Discuss.FOLIO.org is no longer used. This is a static snapshot of the website as of February 14, 2023.

Folio codex use cases

mikeshowalter
26 May '17

I created a draft use case spreadsheet here: Metadata use cases. My assumption was that they should be based on example workflow details that reflect real world, so to get started used a couple I found in the RM google docs folder.

Then, to get to the actual details for of the metadata for informing what might be required for the Folio codex, I made another spreadsheet for the first item and copied in the details from the record. That document is at https://docs.google.com/spreadsheets/d/16ywTWiQvTjHF3RbGpoZ00rAZ0gqf1F2upUTLWTPW0aY/edit

My working assumption was that we’d need to identify the general use case and then identify the details about the actual source record.

Feel free to provide feedback, add notes, etc on the format, or start filling in use cases of your own to see if the model fits.

–Mike

Charlotte_Whitt
29 May '17

Hi @mikeshowalter, a quick follow up question to the spread sheet for the required information for Codex record: ‘Sheet 1’ would that be one format fits all material types, or would you like us to add new tabs for each material type, e.g. printed books, e-resources, articles, journals (print and electronic), audiovisuals (music, film, etc.), printed music, maps, images etc., etc.

Best
Charlotte

mikeshowalter
29 May '17

We could add a column for material type rather than another tab.

Ann-Marie
31 May '17

Hi Mike,

I added some use cases - random ones that came to mind based on our discussion last week. I didn’t include specific titles, but someone else or I can dig some up as needed.

Thanks,
Ann-Marie

Ann-Marie
31 May '17

Hi Mike,

For the metadata/codex worksheet, I added some data elements plus some notes/questions. Renamed the first sheet as MARC data, since we’ll likely need other worksheets for other source data formats.

My viewpoint is books, so others will need to add info/data elements for other material types.

Thanks,
Ann-Marie

kmarti
1 Jun '17

Hi @mikeshowalter
I looked through the Metadata use cases spreadsheet and added some comments about potential issues and thoughts. I think I am still considering issues of workflow, and maybe not taking the leap to setting up the required elements for the FOLIO codex. I looked at the second spreadsheet with the specific example for Tito in tovariši, and I’m not clear if you want a different tab of elements for each use case, or if you want us to add a column for each use case to see how the model fits and if we need different elements? I haven’t made any changes to this spreadsheet, since I’m having some trouble approaching it.

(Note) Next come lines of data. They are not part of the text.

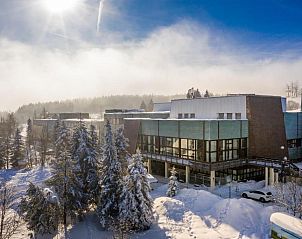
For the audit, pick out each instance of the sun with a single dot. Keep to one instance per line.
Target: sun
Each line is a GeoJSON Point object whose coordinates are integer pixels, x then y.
{"type": "Point", "coordinates": [59, 6]}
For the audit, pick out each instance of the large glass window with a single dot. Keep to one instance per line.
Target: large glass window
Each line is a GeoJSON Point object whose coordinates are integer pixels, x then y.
{"type": "Point", "coordinates": [200, 150]}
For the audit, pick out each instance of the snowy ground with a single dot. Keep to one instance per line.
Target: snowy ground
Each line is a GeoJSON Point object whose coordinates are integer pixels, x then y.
{"type": "Point", "coordinates": [193, 213]}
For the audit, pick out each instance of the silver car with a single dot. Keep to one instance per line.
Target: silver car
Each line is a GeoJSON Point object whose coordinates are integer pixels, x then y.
{"type": "Point", "coordinates": [258, 195]}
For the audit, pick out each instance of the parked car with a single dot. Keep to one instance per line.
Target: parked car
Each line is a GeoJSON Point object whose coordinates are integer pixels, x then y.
{"type": "Point", "coordinates": [262, 196]}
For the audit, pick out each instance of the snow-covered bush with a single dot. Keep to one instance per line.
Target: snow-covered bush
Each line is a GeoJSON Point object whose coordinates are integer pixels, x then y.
{"type": "Point", "coordinates": [41, 214]}
{"type": "Point", "coordinates": [173, 184]}
{"type": "Point", "coordinates": [136, 203]}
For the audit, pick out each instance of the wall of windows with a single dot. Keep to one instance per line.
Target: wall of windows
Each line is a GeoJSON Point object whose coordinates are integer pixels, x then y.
{"type": "Point", "coordinates": [194, 149]}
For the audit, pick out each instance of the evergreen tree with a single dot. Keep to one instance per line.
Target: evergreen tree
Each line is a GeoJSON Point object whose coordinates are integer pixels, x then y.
{"type": "Point", "coordinates": [29, 143]}
{"type": "Point", "coordinates": [17, 149]}
{"type": "Point", "coordinates": [121, 144]}
{"type": "Point", "coordinates": [2, 154]}
{"type": "Point", "coordinates": [11, 124]}
{"type": "Point", "coordinates": [111, 181]}
{"type": "Point", "coordinates": [93, 177]}
{"type": "Point", "coordinates": [40, 210]}
{"type": "Point", "coordinates": [7, 147]}
{"type": "Point", "coordinates": [143, 106]}
{"type": "Point", "coordinates": [84, 156]}
{"type": "Point", "coordinates": [150, 105]}
{"type": "Point", "coordinates": [136, 203]}
{"type": "Point", "coordinates": [173, 184]}
{"type": "Point", "coordinates": [63, 179]}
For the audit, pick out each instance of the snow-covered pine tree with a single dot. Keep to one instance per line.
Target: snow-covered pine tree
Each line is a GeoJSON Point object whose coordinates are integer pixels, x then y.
{"type": "Point", "coordinates": [111, 181]}
{"type": "Point", "coordinates": [84, 156]}
{"type": "Point", "coordinates": [121, 144]}
{"type": "Point", "coordinates": [173, 184]}
{"type": "Point", "coordinates": [39, 211]}
{"type": "Point", "coordinates": [143, 106]}
{"type": "Point", "coordinates": [2, 154]}
{"type": "Point", "coordinates": [150, 105]}
{"type": "Point", "coordinates": [17, 149]}
{"type": "Point", "coordinates": [29, 143]}
{"type": "Point", "coordinates": [93, 176]}
{"type": "Point", "coordinates": [63, 179]}
{"type": "Point", "coordinates": [136, 204]}
{"type": "Point", "coordinates": [56, 134]}
{"type": "Point", "coordinates": [7, 150]}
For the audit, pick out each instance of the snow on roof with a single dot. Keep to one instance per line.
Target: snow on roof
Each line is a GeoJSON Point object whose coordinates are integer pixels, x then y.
{"type": "Point", "coordinates": [287, 222]}
{"type": "Point", "coordinates": [188, 119]}
{"type": "Point", "coordinates": [139, 113]}
{"type": "Point", "coordinates": [151, 178]}
{"type": "Point", "coordinates": [299, 165]}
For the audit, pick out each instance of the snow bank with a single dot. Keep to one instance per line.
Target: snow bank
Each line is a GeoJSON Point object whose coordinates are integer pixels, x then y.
{"type": "Point", "coordinates": [19, 179]}
{"type": "Point", "coordinates": [287, 222]}
{"type": "Point", "coordinates": [201, 214]}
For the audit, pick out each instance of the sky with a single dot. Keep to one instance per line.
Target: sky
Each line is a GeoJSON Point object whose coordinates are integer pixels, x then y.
{"type": "Point", "coordinates": [146, 47]}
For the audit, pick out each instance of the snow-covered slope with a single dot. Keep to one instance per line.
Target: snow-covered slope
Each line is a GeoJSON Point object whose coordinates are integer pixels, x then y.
{"type": "Point", "coordinates": [190, 214]}
{"type": "Point", "coordinates": [201, 214]}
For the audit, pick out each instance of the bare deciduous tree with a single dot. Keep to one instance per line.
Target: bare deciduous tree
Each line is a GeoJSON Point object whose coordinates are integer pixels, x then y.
{"type": "Point", "coordinates": [289, 195]}
{"type": "Point", "coordinates": [9, 219]}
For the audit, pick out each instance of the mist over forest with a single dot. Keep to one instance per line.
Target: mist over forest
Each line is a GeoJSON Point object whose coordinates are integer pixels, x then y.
{"type": "Point", "coordinates": [95, 105]}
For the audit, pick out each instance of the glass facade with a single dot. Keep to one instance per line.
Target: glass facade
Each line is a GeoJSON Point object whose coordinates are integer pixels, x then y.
{"type": "Point", "coordinates": [194, 149]}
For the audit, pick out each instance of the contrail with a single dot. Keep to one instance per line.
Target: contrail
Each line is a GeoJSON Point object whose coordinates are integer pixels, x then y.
{"type": "Point", "coordinates": [100, 15]}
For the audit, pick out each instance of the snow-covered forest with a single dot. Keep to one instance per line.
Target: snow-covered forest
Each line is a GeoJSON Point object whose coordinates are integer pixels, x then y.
{"type": "Point", "coordinates": [76, 185]}
{"type": "Point", "coordinates": [86, 176]}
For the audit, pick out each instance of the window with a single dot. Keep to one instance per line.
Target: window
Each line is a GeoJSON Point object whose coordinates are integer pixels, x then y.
{"type": "Point", "coordinates": [229, 115]}
{"type": "Point", "coordinates": [238, 116]}
{"type": "Point", "coordinates": [220, 115]}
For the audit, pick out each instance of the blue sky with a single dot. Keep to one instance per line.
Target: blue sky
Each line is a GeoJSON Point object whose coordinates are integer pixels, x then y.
{"type": "Point", "coordinates": [225, 46]}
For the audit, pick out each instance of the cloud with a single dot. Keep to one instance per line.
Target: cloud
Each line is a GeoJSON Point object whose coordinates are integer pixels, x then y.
{"type": "Point", "coordinates": [168, 61]}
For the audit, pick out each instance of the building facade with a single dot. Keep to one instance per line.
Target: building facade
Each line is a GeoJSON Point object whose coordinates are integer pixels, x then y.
{"type": "Point", "coordinates": [211, 139]}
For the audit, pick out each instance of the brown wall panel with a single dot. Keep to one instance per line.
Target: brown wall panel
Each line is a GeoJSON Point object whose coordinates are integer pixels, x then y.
{"type": "Point", "coordinates": [131, 130]}
{"type": "Point", "coordinates": [266, 127]}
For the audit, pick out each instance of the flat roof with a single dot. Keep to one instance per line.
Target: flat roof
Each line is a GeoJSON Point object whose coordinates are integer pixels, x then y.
{"type": "Point", "coordinates": [287, 222]}
{"type": "Point", "coordinates": [229, 96]}
{"type": "Point", "coordinates": [185, 119]}
{"type": "Point", "coordinates": [139, 113]}
{"type": "Point", "coordinates": [76, 120]}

Also, I’m trying to think about how some of the different acquisitions and ERM resource records would relate to the bibliographic records, if we are grouping them all together in the Codex. For example, if my library purchased the Project MUSE UPC 2016 ebook collection, we might be paying for that collection in a big bundle and under the current system, have to create a dummy bib for Project MUSE UPC 2016 ebook collection. Then we’d load the bib records for the individual titles, and might use a locally defined MARC field to associate them with the particular package. But the system wouldn’t have a direct connection between the individual titles and the dummy bib with payment info. Are we imagining a single overarching Codex record type that could both be the package record for the ebooks and represent each individual title? Maybe they would be differentiated by tags and then it would be up to the user to fill out the appropriate fields and there would be a mechanism to indicate relationships? Or would we rather have there be different record types within the Codex to represent the package compared with the individual title?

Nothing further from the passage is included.